Fidelity Investments is going to establish an exchange traded fund (ETF) backed by bitcoin, rather than bitcoin futures, but the fund will be listed in Canada because US regulators have yet to approve these crypto products.
According to its website, Fidelity Investments Canada, a subsidiary of the Boston-based asset manager, will launch the Fidelity Advantage Bitcoin ETF and ETF Fund “on or around December 2” under the ticker FBTC.
Fidelity Clearing Canada, the ETF’s bitcoin sub-custodian, will acquire and hold bitcoin, which investors will be able to buy and sell on the Toronto Stock Exchange.
In Europe, as well as Canada, where regulators approved the products in February, ETFs backed by physically settled bitcoin are accessible.
FIDELITY YET TO RECEIVE A PERMISSION FOR ETF
In August, French regulators approved Melanion Capital’s application to establish its own spot bitcoin ETF.
“We feel that cryptocurrency is a genuine asset class that we would like to include in our product offering as an investment alternative for retail clients in Canada,” a Fidelity Investments Canada official told Insider.
For the time being, US investors can only invest in bitcoin-futures ETFs. Fidelity filed a request to list a spot bitcoin ETF in the United States in March, but has yet to receive permission.

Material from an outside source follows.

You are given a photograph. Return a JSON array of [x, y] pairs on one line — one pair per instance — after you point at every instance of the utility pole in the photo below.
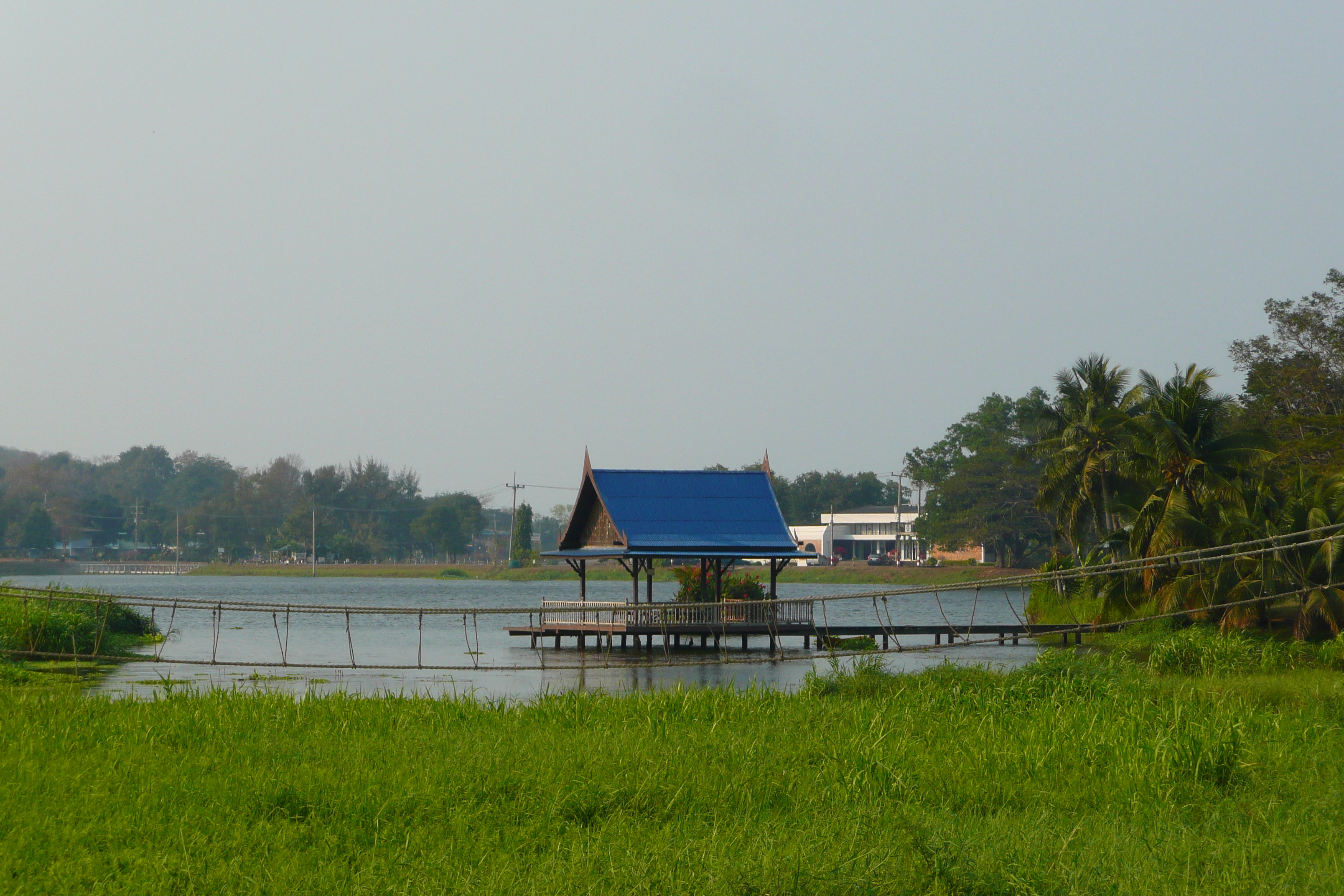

On Twitter, Bloomberg Senior ETF Analyst Eric Balchunas stated, “This should be embarrassing for the SEC that one of America’s biggest, most historic names in investment is compelled to go up North to serve its clients.”

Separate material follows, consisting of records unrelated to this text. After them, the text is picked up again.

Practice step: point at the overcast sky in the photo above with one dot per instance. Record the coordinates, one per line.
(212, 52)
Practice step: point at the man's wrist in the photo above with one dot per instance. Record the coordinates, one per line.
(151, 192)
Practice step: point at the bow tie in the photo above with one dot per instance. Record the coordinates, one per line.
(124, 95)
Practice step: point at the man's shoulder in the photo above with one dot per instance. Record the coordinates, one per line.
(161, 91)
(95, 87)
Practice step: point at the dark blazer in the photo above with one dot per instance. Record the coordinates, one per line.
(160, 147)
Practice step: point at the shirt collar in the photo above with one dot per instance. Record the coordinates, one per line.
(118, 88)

PREVIOUSLY LAUNCHED BITCOIN ETFs
ProShares, Valkyrie, and VanEck have all had bitcoin futures ETFs approved by US regulators thus far.
Because bitcoin futures are typically in “contango,” meaning the futures price is higher than the spot price of the underlying commodity, investors can lose money when they roll their positions, Fidelity chose to offer a bitcoin spot ETF rather a futures one.
According to the business, bitcoin futures ETFs may face capacity constraints due to restrictions on the number of futures contracts an ETF can hold at any given moment.